Oturmuş bir devlet böyle olur dedim arkadaşa. Sınıra gelen herkesi almıyor. Niye geliyorsun diyor. Aynı bölgede aynı işi yapacak olan başkasına açma izni vermeyerek o bölgedeki esnafını koruyor.

Bizdeki durumu ne siz sorun ne de ben söyleyeyim. Ki zaten işleyişi biliyoruz. Yine de birkaç kelam etmek isterim.

Bildiğim kadarıyla kaçak veya normal yollarla bu ülkeye gelmek isteyen herkese bu ülkenin kapıları ve sınırları açık. Bu ülke yol geçen hanı gibi desem yanlış olmaz. Gelene niçin geliyorsun denmez. Gelirin nedir? Bu ülkede kaldığın müddetçe geçimini nasıl sağlayacaksın diye sorulmaz. Gelen yabancı bu ülkenin şu bölgesinde şu işi yapacağım, izniniz var mı demez. Devlet de açacağın bu bölgede bu işi yapan yeteri miktarda esnafım var demez.

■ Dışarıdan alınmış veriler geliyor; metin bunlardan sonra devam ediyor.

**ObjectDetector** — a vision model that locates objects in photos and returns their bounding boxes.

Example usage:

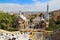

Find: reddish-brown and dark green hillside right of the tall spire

[47,10,60,30]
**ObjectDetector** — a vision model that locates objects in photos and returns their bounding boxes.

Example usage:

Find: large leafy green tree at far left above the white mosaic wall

[0,13,16,30]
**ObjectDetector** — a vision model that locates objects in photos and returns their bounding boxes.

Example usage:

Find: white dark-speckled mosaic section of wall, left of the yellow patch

[0,32,30,40]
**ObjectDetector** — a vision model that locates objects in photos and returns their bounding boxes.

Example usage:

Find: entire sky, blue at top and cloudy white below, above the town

[0,0,60,12]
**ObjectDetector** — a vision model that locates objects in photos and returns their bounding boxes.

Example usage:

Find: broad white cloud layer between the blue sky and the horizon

[0,0,60,12]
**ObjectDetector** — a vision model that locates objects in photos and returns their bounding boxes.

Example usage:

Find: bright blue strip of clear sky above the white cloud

[0,0,49,4]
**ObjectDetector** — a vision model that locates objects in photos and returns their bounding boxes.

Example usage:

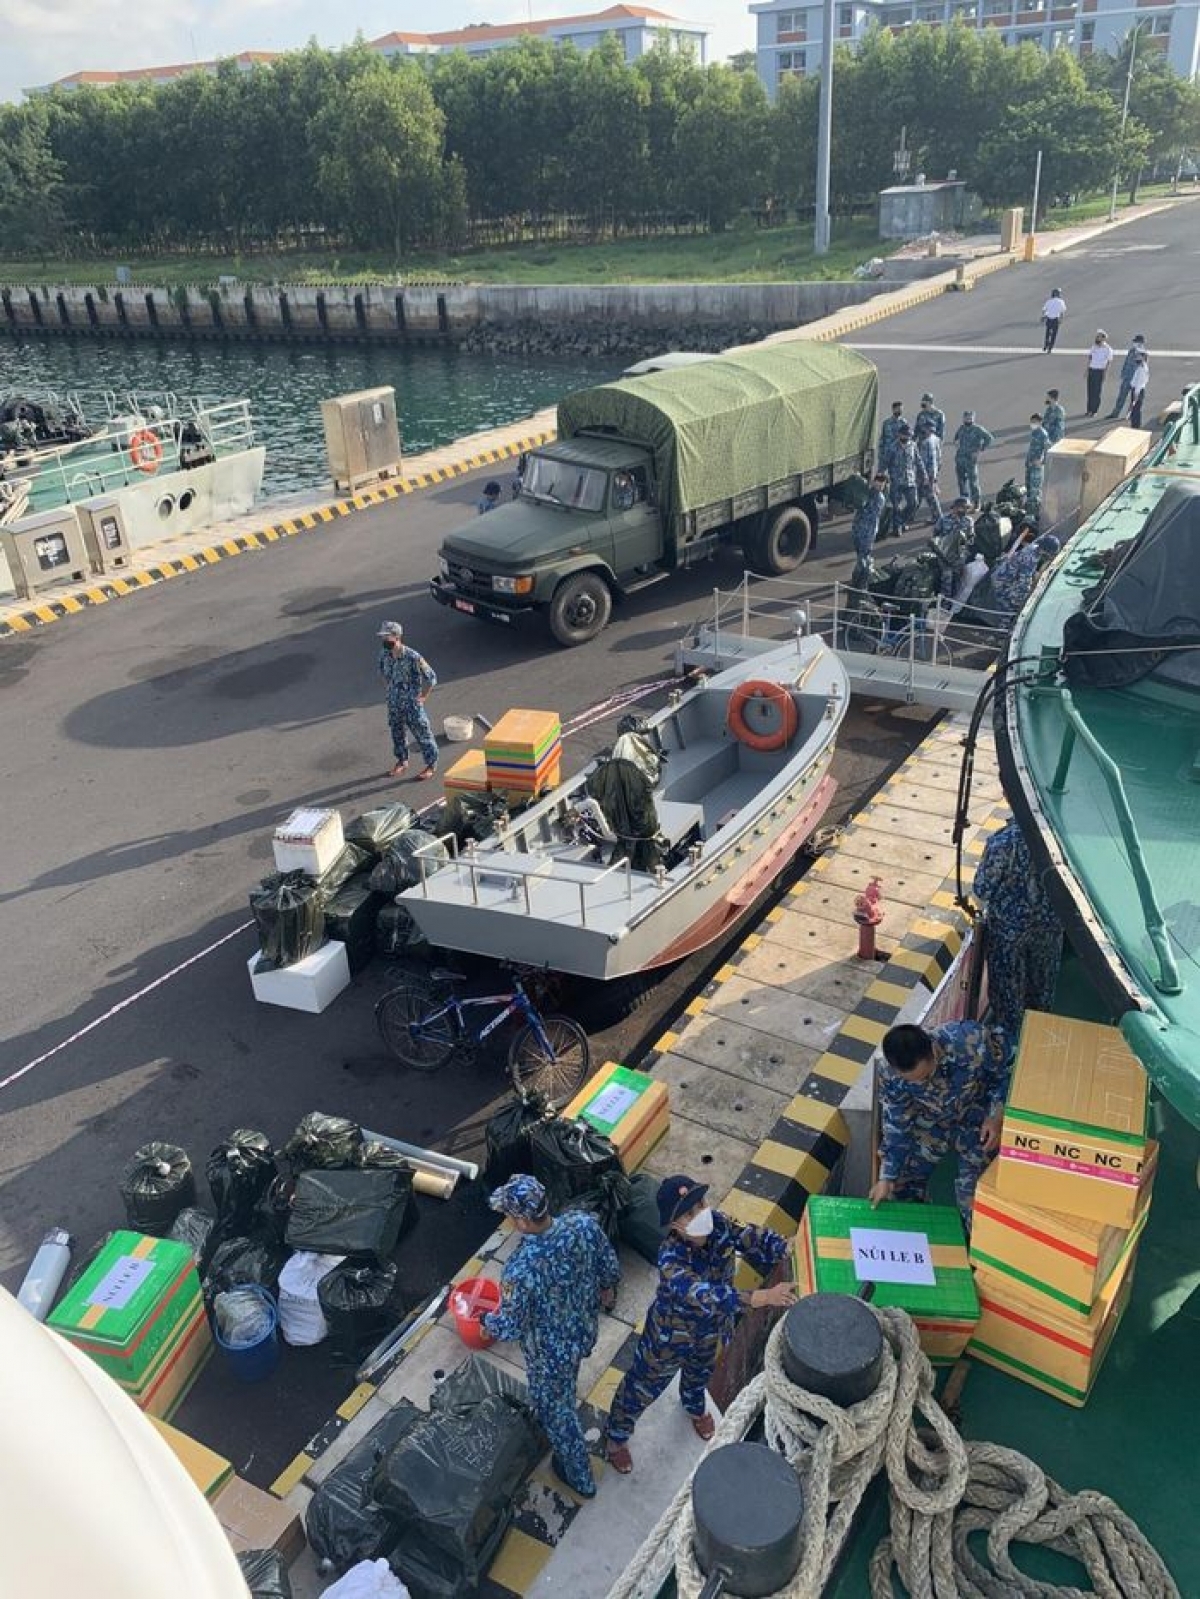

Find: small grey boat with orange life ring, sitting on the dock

[400,636,850,980]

Sadece yabancıya değil, kendi ülke insanına da sormaz. Eğer bir muhitte yan yana ve karşılıklı 50 dükkan olsa, 50 kişi, belediyeye biz burada market açacağız dese, hepsinin market açmasında hiçbir engel ve sınırlama yok. Buradaki aynı işi yapan diğer esnafı da koruyalım denmez. Yeteri kadar hatta fazlası varken açan kişi de "Herkes nasibini yer. Ya nasip" diye yola çıkar.

Aynı bölgede açılan iş gereği, araç yoğunluğu olsa, bu bölgede oto park sorunu olur da denmez.

Bildiğim kadarıyla son yıllarda eczane açılmasına sınır getirildi. Bunun dışında herhangi bir sektör için bir sınırlama yok.

Ülkemizdeki işleyişle ilgili birkaç kelam edecektim. Gördüğünüz gibi uzattım.

Ama Avusturya hükümetinin işleyişi ve tavrı hoşuma gitti. Gönül isterdi ki Avusturya ülkesinde olan bu işleyiş ülkemde de olsun. Çünkü devlet dediğin böyle olur.

Avusturya ne zaman böyle kuralları olan bir ülke oldu bilmiyorum ama zamanında Viyana’yı alsaydık, belki ya Avusturya’yı kendimize benzetirdik ya da Viyana’dan bu işleyişi alırdık. Şu var ki Viyana elimizden ucuz kurtulmuş.